The Employee Classification Act protects construction workers from being misclassified as independent contractors rather than employees. In the case, Bartlow v. Costigan, the state high court rejected a constitutional challenge by a roofing company that claimed the law was impermissibly vague and violated due process rights.
“This is an important ruling for workers,” states Robert Briskman, a Chicago work injury attorney. “When employees are misclassified as independent contractors, their employers avoid paying worker's compensation premiums, unemployment insurance and overtime, putting workers at risk.”
The court's February 21 decision upholds one of the strongest worker classification statutes in the country. The law creates a presumption that an individual performing construction services is an employee unless the company can prove otherwise.
As with the laws in many other states, to prove that an individual is an independent contractor, the company must show that the individual is free from control and direction by the company in the manner and means of performing the services; that the service is not in the usual scope of services that the company performs; and that the individual has an independent business or trade.

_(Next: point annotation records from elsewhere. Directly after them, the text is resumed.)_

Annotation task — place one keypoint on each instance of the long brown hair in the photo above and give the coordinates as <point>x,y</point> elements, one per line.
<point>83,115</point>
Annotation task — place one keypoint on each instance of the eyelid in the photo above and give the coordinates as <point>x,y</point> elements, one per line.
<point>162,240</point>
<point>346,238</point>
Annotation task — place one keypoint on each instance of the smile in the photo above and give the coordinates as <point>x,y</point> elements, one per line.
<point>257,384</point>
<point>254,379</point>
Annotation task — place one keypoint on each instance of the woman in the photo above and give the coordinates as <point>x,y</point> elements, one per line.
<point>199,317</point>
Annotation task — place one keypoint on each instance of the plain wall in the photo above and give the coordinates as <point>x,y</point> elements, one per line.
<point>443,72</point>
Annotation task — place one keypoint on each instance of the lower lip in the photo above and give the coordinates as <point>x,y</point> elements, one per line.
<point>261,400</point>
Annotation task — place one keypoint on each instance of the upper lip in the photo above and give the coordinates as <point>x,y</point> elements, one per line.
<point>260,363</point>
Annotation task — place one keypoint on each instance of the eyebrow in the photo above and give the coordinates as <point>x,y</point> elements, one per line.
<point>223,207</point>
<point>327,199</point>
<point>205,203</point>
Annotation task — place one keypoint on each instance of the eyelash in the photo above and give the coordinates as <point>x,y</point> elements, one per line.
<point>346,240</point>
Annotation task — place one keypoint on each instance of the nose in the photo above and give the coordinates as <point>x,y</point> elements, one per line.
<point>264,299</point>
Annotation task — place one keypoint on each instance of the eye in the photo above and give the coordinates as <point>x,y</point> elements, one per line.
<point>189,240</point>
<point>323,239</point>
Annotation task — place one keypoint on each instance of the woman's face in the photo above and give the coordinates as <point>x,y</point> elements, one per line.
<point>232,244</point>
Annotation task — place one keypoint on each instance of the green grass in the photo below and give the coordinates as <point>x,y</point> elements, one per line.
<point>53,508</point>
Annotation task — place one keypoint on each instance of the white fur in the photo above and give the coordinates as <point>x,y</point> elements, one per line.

However, the Illinois law goes a step further, applying the employee presumption not just to individuals, but also to sole proprietorships and partnerships. These are deemed individuals unless an additional 12-factor test is met, showing that the entity is a self-sustaining business. The factors include showing that the entity has made a substantial capital investment and that it serves the general public.
The Illinois Department of Labor said that the misclassification of employees costs the state up to $700 million per year in lost payments and taxes.
Violations of the law subject the employer to penalties. Each day of misclassification for each worker is considered a separate violation. A first offense can bring a penalty of up to $1,000, with willful violations resulting in triple damages and subsequent violations resulting in double damages.
The Department said it has collected $314,325 in penalties resulting from 111 separate investigations since the law went into effect in 2008.